Horaire scolaire : HarmoS a bon dos...

- L’accord sur l’harmonisation de la scolarité obligatoire (concordat HarmoS) oblige-t-il les cantons, Genève en particulier, à augmenter l’horaire de l’écolier ? - Non.
- Harmos oblige-t-il les cantons à avoir un volume de formation identique ? - Non. Etc.
Les résultats de l’enquête du service de la recherche en éducation (SRED) menée auprès des parents au sujet de l’horaire scolaire révèle néanmoins que l’augmentation du temps que les élèves devraient passer à l’école a été présentée aux familles comme inéluctable. Selon la synthèse du SRED présentée le 5 mars, la question était posée ainsi : « Les heures d'enseignement à l'école primaire vont être augmentées, préférez-vous que ces heures soient ajoutées le mercredi matin ou sur chaque jour d'école, le mercredi restant un jour de congé ? ». La conférence de presse du DIP s’intitulait, elle, « HarmoS et Horaire Scolaire »…

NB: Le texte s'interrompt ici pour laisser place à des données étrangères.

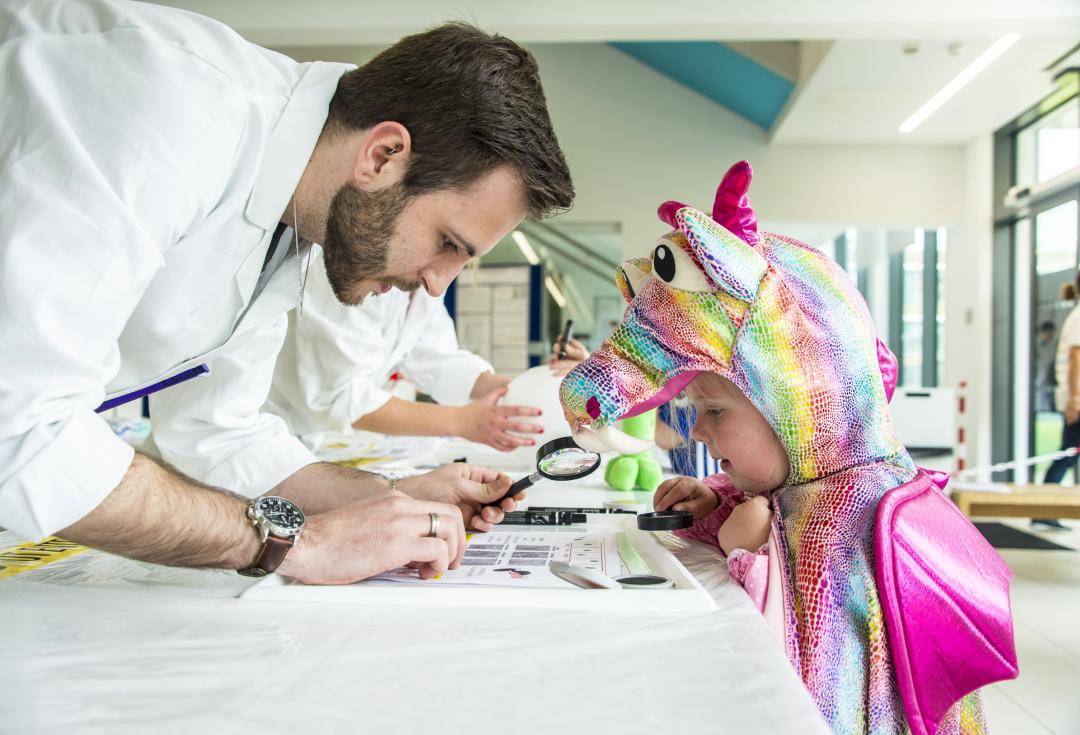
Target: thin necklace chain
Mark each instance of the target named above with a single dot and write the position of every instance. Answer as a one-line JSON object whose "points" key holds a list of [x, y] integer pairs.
{"points": [[301, 273]]}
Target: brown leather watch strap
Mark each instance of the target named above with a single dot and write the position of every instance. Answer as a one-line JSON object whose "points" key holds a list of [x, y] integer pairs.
{"points": [[270, 556]]}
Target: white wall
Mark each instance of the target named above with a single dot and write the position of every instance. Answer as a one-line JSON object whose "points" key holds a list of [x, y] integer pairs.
{"points": [[969, 300]]}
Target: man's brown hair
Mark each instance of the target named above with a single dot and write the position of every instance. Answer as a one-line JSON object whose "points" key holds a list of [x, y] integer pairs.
{"points": [[471, 101]]}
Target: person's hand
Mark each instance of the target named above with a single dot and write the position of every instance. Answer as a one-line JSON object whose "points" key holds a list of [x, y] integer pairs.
{"points": [[686, 493], [747, 527], [1072, 410], [374, 535], [470, 488], [486, 422], [575, 353]]}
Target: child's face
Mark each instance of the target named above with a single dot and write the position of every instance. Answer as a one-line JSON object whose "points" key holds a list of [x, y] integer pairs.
{"points": [[737, 434]]}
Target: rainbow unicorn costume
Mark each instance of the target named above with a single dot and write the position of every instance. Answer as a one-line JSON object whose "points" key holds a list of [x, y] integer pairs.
{"points": [[786, 326]]}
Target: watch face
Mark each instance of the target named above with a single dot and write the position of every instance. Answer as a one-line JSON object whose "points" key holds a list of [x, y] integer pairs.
{"points": [[284, 517]]}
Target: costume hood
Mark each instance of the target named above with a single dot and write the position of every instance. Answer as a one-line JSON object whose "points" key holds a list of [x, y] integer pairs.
{"points": [[773, 315]]}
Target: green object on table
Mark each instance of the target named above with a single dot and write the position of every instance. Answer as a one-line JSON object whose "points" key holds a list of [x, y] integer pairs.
{"points": [[628, 472]]}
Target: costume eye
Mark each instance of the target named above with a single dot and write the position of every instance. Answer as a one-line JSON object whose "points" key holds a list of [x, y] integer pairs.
{"points": [[675, 268]]}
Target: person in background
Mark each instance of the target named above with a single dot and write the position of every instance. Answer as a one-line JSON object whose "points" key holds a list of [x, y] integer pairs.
{"points": [[1066, 397], [1044, 358], [336, 359]]}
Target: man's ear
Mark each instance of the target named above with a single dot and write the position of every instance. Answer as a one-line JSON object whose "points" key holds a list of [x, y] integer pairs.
{"points": [[383, 154]]}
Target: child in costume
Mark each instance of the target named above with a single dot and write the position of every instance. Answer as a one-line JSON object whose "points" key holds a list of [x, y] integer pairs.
{"points": [[775, 348]]}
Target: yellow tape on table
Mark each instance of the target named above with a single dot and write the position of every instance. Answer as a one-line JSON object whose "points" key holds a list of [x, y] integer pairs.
{"points": [[30, 556]]}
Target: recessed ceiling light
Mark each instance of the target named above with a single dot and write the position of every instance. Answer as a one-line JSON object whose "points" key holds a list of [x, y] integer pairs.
{"points": [[959, 82]]}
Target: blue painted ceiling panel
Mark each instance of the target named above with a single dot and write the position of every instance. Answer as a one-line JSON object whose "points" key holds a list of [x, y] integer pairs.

Que le département de l’instruction publique (DIP) veuille revoir à la hausse le temps d’enseignement est une chose. Mais il ne peut pas sous-entendre ou laisser dire que c’est HarmoS qui l’y contraint. Ce n’est pas non plus l’introduction de l’anglais (prévue en 2011 mais déjà repoussée à moult reprises) qui peut à elle seule justifier une augmentation de l’horaire. L’anglais ne concernera en effet que deux degrés sur les huit que compte le primaire.
Et ce n’est pas en s’achoppant sur la forme de l’horaire (faut-il maintenir le mercredi de congé ou pas) et en voulant la définir préalablement que l’on trouvera le contenu de la grille horaire.
Bref, il est regrettable de voir que l’opinion publique est d’emblée manipulée alors que le débat sur le fond, sur les vraies motivations qui plaideraient en faveur d’une augmentation de l’horaire scolaire, avec de probables volumes de temps d’enseignement différenciés suivant l’âge des élèves, n’a pas commencé.